James Mancham est partageur : il confie le poste de Premier ministre à l’avocat France-Albert René. Ce dernier est également un coureur de jupons invétéré, mais surtout un ambitieux en politique. L’archipel des Seychelles semble minuscule, avec ses 62 000 habitants répartis sur 115 îles et îlots. Mais il offre des sites paradisiaques pour les touristes et dispose d’une zone maritime exclusive très poissonneuse de plus d’un million de kilomètres carrés. Pendant que James Mancham batifole, son premier ministre, complote. France-Albert René s’empare du pouvoir par la force. Le 5 juin 1977 est une date noire pour les Seychellois, un peuple convivial et légèrement indolent. Incrédules, ils voient s’instaurer une démocratie populaire sous les cocotiers de mer.

France-Albert René admire Fidel Castro, Julius Nyerere et plus que quiconque Kim Il sung, le « Grand leader » nord coréen « Professeur de l’Humanité toute entière », « Chef bien-aimé », etc. Vite, il adore plastronner parmi les leaders des pays de la « ligne de front » contre l’impérialisme. Comme Kim Il sung, France-Albert René se voit bien en « Président éternel » des Seychelles et s’en donne les moyens. Le Seychelles People’s United Parti devient parti unique. Le régime se revendique marxiste, révolutionnaire et « non-aligné ». Transports collectifs et hôtels sont nationalisés. Une « armée populaire de sécurité » est mise en place avec des experts militaires venus de la « république socialiste sœur » de Tanzanie, tandis que Cuba dépêche médecins et spécialistes en « renseignement ».

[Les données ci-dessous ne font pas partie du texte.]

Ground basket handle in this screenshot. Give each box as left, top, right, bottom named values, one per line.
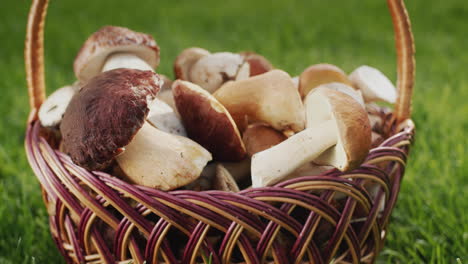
left=25, top=0, right=415, bottom=123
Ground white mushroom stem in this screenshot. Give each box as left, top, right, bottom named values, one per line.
left=115, top=122, right=212, bottom=191
left=102, top=52, right=154, bottom=72
left=252, top=120, right=337, bottom=187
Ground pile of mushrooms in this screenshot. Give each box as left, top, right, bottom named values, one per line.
left=38, top=25, right=397, bottom=192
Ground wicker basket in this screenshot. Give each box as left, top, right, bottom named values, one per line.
left=24, top=0, right=415, bottom=263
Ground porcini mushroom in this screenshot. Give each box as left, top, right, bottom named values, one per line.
left=147, top=98, right=187, bottom=136
left=60, top=69, right=211, bottom=190
left=184, top=163, right=217, bottom=191
left=239, top=51, right=274, bottom=76
left=189, top=52, right=250, bottom=93
left=174, top=47, right=210, bottom=80
left=317, top=82, right=365, bottom=107
left=242, top=123, right=287, bottom=157
left=39, top=82, right=79, bottom=127
left=213, top=164, right=240, bottom=192
left=251, top=87, right=371, bottom=187
left=298, top=64, right=353, bottom=98
left=173, top=80, right=246, bottom=161
left=213, top=70, right=305, bottom=133
left=220, top=158, right=251, bottom=182
left=349, top=65, right=397, bottom=103
left=74, top=26, right=159, bottom=82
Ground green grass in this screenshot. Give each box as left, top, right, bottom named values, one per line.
left=0, top=0, right=467, bottom=263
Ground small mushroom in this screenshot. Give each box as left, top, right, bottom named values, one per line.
left=147, top=98, right=187, bottom=136
left=298, top=64, right=353, bottom=98
left=173, top=80, right=246, bottom=161
left=242, top=123, right=287, bottom=157
left=213, top=70, right=305, bottom=133
left=174, top=47, right=210, bottom=80
left=316, top=82, right=365, bottom=107
left=213, top=164, right=240, bottom=192
left=349, top=65, right=397, bottom=103
left=220, top=158, right=251, bottom=183
left=189, top=52, right=250, bottom=93
left=184, top=163, right=217, bottom=191
left=251, top=87, right=371, bottom=187
left=39, top=83, right=79, bottom=127
left=74, top=26, right=159, bottom=82
left=60, top=69, right=211, bottom=190
left=239, top=51, right=274, bottom=76
left=371, top=131, right=384, bottom=148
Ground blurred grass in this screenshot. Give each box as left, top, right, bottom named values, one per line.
left=0, top=0, right=467, bottom=263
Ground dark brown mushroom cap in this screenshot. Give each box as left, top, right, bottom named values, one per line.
left=60, top=69, right=161, bottom=170
left=74, top=26, right=160, bottom=82
left=173, top=80, right=246, bottom=161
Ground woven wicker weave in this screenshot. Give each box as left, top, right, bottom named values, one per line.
left=24, top=0, right=416, bottom=263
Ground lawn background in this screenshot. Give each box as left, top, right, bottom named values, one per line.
left=0, top=0, right=467, bottom=263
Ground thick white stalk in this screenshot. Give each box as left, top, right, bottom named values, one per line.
left=251, top=119, right=337, bottom=187
left=115, top=122, right=211, bottom=190
left=102, top=53, right=154, bottom=72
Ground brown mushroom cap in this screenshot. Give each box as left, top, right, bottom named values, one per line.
left=213, top=69, right=305, bottom=132
left=240, top=51, right=274, bottom=76
left=74, top=26, right=160, bottom=82
left=174, top=47, right=210, bottom=80
left=299, top=64, right=353, bottom=98
left=60, top=69, right=161, bottom=170
left=242, top=123, right=287, bottom=157
left=213, top=164, right=240, bottom=192
left=251, top=87, right=371, bottom=187
left=305, top=87, right=371, bottom=170
left=173, top=80, right=246, bottom=161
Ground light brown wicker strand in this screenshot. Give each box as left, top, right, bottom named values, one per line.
left=388, top=0, right=416, bottom=123
left=25, top=0, right=48, bottom=122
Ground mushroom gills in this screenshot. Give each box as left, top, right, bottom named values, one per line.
left=251, top=119, right=337, bottom=187
left=102, top=52, right=154, bottom=72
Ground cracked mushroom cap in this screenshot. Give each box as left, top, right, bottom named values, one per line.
left=60, top=68, right=162, bottom=170
left=173, top=80, right=246, bottom=161
left=299, top=64, right=353, bottom=98
left=189, top=52, right=250, bottom=93
left=174, top=47, right=210, bottom=80
left=74, top=26, right=160, bottom=82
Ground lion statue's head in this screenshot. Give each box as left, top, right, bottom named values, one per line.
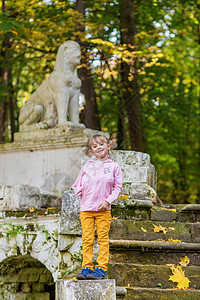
left=54, top=40, right=81, bottom=73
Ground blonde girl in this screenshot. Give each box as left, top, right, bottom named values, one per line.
left=72, top=134, right=123, bottom=280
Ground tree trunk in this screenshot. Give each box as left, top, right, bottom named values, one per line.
left=196, top=2, right=200, bottom=203
left=120, top=0, right=145, bottom=151
left=0, top=0, right=15, bottom=143
left=0, top=38, right=9, bottom=143
left=8, top=66, right=15, bottom=142
left=75, top=0, right=101, bottom=130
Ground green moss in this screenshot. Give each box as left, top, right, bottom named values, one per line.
left=47, top=208, right=60, bottom=214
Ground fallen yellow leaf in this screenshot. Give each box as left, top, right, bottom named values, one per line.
left=161, top=207, right=177, bottom=213
left=169, top=265, right=190, bottom=290
left=179, top=256, right=190, bottom=267
left=141, top=227, right=147, bottom=232
left=124, top=284, right=134, bottom=289
left=62, top=277, right=78, bottom=281
left=168, top=227, right=176, bottom=231
left=167, top=238, right=182, bottom=243
left=153, top=224, right=167, bottom=234
left=29, top=207, right=35, bottom=212
left=112, top=216, right=119, bottom=220
left=118, top=195, right=129, bottom=199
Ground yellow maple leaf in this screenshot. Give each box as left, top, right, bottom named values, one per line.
left=179, top=256, right=190, bottom=267
left=169, top=265, right=190, bottom=290
left=141, top=227, right=147, bottom=232
left=111, top=216, right=119, bottom=220
left=29, top=207, right=35, bottom=212
left=153, top=224, right=167, bottom=234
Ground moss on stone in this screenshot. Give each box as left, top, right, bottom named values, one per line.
left=124, top=288, right=200, bottom=300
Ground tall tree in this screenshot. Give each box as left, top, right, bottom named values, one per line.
left=75, top=0, right=101, bottom=130
left=0, top=0, right=15, bottom=142
left=120, top=0, right=145, bottom=151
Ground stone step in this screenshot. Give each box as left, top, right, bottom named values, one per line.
left=110, top=219, right=200, bottom=243
left=111, top=199, right=153, bottom=221
left=111, top=203, right=200, bottom=223
left=109, top=240, right=200, bottom=266
left=150, top=204, right=200, bottom=223
left=121, top=287, right=200, bottom=300
left=108, top=263, right=200, bottom=289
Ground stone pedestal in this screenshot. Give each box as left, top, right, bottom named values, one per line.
left=56, top=279, right=116, bottom=300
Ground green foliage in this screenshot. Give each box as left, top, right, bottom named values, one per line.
left=138, top=1, right=199, bottom=203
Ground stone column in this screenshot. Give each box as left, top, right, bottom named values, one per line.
left=56, top=279, right=116, bottom=300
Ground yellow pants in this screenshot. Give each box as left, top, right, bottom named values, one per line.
left=80, top=210, right=111, bottom=272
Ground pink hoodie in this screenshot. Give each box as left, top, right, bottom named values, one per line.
left=72, top=158, right=123, bottom=211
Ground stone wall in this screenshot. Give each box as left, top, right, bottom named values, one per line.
left=0, top=256, right=54, bottom=300
left=0, top=210, right=62, bottom=299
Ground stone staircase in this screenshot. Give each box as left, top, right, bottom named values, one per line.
left=108, top=202, right=200, bottom=299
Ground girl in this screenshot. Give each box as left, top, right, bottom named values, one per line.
left=72, top=134, right=123, bottom=280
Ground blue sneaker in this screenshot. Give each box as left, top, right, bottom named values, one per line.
left=76, top=267, right=93, bottom=280
left=86, top=267, right=107, bottom=280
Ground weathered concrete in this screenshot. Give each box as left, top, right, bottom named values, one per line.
left=56, top=279, right=116, bottom=300
left=59, top=190, right=81, bottom=235
left=0, top=215, right=61, bottom=281
left=0, top=185, right=61, bottom=211
left=10, top=293, right=50, bottom=300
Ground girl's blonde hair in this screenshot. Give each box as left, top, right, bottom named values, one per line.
left=85, top=134, right=116, bottom=157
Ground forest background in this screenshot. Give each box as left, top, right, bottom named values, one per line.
left=0, top=0, right=199, bottom=204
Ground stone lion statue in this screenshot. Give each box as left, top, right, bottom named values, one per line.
left=19, top=40, right=85, bottom=131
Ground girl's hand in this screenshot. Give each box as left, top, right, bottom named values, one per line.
left=98, top=201, right=110, bottom=211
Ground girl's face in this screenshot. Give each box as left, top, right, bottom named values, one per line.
left=90, top=137, right=111, bottom=161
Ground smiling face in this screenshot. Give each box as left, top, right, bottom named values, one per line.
left=90, top=137, right=111, bottom=161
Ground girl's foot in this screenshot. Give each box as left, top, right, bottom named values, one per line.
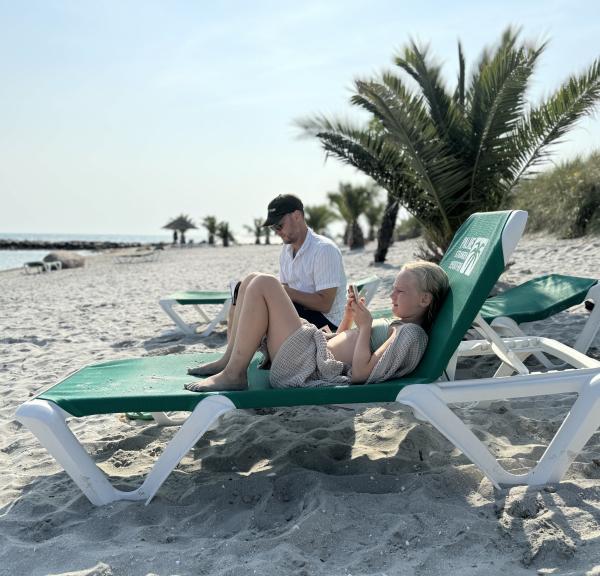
left=185, top=369, right=248, bottom=392
left=187, top=359, right=227, bottom=376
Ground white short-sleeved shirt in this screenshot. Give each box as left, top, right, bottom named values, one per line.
left=279, top=228, right=347, bottom=326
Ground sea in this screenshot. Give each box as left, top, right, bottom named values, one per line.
left=0, top=232, right=261, bottom=272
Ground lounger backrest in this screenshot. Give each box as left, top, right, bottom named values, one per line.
left=410, top=210, right=527, bottom=381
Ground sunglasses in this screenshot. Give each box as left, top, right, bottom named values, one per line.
left=270, top=214, right=288, bottom=232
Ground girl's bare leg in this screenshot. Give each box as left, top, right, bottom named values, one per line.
left=186, top=274, right=301, bottom=391
left=187, top=274, right=258, bottom=376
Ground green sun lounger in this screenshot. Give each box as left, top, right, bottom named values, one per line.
left=16, top=210, right=600, bottom=506
left=159, top=276, right=381, bottom=337
left=480, top=274, right=600, bottom=361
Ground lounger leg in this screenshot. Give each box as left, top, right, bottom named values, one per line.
left=17, top=396, right=236, bottom=505
left=573, top=284, right=600, bottom=354
left=490, top=316, right=557, bottom=369
left=136, top=395, right=235, bottom=504
left=159, top=299, right=196, bottom=335
left=528, top=372, right=600, bottom=484
left=397, top=370, right=600, bottom=487
left=16, top=399, right=124, bottom=506
left=199, top=299, right=232, bottom=337
left=193, top=304, right=212, bottom=324
left=396, top=386, right=517, bottom=488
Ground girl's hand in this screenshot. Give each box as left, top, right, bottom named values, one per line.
left=350, top=296, right=372, bottom=330
left=344, top=285, right=357, bottom=314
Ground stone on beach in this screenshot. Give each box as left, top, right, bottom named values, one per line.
left=44, top=250, right=85, bottom=269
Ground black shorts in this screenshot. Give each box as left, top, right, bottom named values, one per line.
left=293, top=302, right=338, bottom=331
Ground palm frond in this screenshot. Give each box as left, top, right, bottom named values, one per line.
left=468, top=42, right=544, bottom=199
left=511, top=58, right=600, bottom=184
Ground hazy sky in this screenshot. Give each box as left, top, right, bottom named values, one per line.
left=1, top=1, right=599, bottom=237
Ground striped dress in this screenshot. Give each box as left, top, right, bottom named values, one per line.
left=267, top=320, right=428, bottom=389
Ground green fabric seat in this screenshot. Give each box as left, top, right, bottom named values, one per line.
left=38, top=354, right=429, bottom=417
left=170, top=291, right=231, bottom=305
left=480, top=274, right=597, bottom=324
left=38, top=211, right=511, bottom=418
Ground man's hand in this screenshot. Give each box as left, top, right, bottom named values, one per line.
left=282, top=284, right=337, bottom=313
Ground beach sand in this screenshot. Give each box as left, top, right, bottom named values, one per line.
left=1, top=235, right=600, bottom=576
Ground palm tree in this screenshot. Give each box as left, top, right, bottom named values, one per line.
left=299, top=27, right=600, bottom=261
left=217, top=221, right=235, bottom=247
left=305, top=204, right=337, bottom=235
left=264, top=225, right=271, bottom=245
left=327, top=182, right=372, bottom=249
left=364, top=198, right=384, bottom=242
left=163, top=214, right=197, bottom=245
left=202, top=216, right=218, bottom=245
left=244, top=218, right=263, bottom=244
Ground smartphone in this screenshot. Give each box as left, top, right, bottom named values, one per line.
left=351, top=284, right=360, bottom=301
left=229, top=280, right=241, bottom=305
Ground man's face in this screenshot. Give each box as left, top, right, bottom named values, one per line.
left=271, top=211, right=300, bottom=244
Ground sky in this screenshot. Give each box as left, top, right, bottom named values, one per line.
left=1, top=0, right=599, bottom=237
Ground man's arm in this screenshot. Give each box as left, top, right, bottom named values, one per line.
left=282, top=285, right=337, bottom=313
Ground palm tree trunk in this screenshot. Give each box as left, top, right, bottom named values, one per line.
left=349, top=220, right=365, bottom=249
left=374, top=193, right=399, bottom=263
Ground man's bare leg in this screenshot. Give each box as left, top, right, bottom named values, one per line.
left=187, top=274, right=257, bottom=376
left=186, top=275, right=301, bottom=392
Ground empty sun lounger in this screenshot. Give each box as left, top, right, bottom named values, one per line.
left=16, top=210, right=600, bottom=506
left=481, top=274, right=600, bottom=363
left=23, top=261, right=62, bottom=274
left=114, top=248, right=161, bottom=264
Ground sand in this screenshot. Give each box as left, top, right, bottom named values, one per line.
left=1, top=234, right=600, bottom=576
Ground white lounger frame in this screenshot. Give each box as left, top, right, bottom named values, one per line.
left=114, top=250, right=161, bottom=264
left=159, top=297, right=232, bottom=337
left=15, top=340, right=600, bottom=506
left=23, top=261, right=63, bottom=274
left=489, top=281, right=600, bottom=366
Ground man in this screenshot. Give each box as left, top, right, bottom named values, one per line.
left=262, top=194, right=346, bottom=330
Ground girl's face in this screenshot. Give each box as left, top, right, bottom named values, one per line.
left=390, top=269, right=432, bottom=322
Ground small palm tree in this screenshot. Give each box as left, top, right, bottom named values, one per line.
left=327, top=182, right=372, bottom=249
left=300, top=27, right=600, bottom=261
left=364, top=197, right=384, bottom=242
left=163, top=214, right=197, bottom=245
left=217, top=221, right=235, bottom=247
left=305, top=204, right=337, bottom=235
left=244, top=218, right=263, bottom=244
left=202, top=216, right=218, bottom=245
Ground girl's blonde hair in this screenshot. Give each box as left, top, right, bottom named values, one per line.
left=401, top=260, right=449, bottom=331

Service national de pionniers



Comme en Corée du Nord, France-Albert René instaure un « Service national » de pionniers qu’il ne manque pas de faire visiter aux chefs d’Etat de passage. « Plusieurs grandes propriétés sont confisquées, ainsi que des maisons des opposants, raconte Jean-François Ferrari. Par la suite, personne ne devait avoir plus qu’une maison – sauf bien sûr quelques amis proches. Les îles de l’archipel qui ne sont pas habitées de façon permanente se retrouvent nationalisées, tout comme les transports publics et un certain nombre d’hôtels de luxe. Toujours au nom de la lutte anticolonialiste et nationaliste. France-Albert René se voulait un modèle parmi les « libérateurs », un modèle qui lui vaudrait une place dans l’histoire. »

Les touristes sont sacrés, pas les libertés publiques…



En 1977 le tourisme explose. Grâce à l’aéroport international de Mahé (cadeau de Londres en 1971), l’archipel accueille plus de cinquante mille touristes. Les Occidentaux qui se dorent sur les plages ignorent presque tout de la réalité politique et sociale des Seychelles. Mamelle de l’Etat, le touriste est sacré. Les Tontons Macoutes de tonton René ont ordre de ne pas les ennuyer.

L’envers du décor paradisiaque, du sable interminablement ratissé et du personnel aux petits soins, ce sont des suspects arrêtés, souvent torturés, parfois victimes d’assassinats « scénarisés » ou de « disparitions », destinés à provoquer la terreur muette de la population. A sa façon, le régime copie en carton-pâte la farce démocratique qui se joue derrière le rideau de fer et la Constitution de l’Union des Républiques Socialistes Soviétique, « la plus démocratique du monde » selon Joseph Staline et ses thuriféraires.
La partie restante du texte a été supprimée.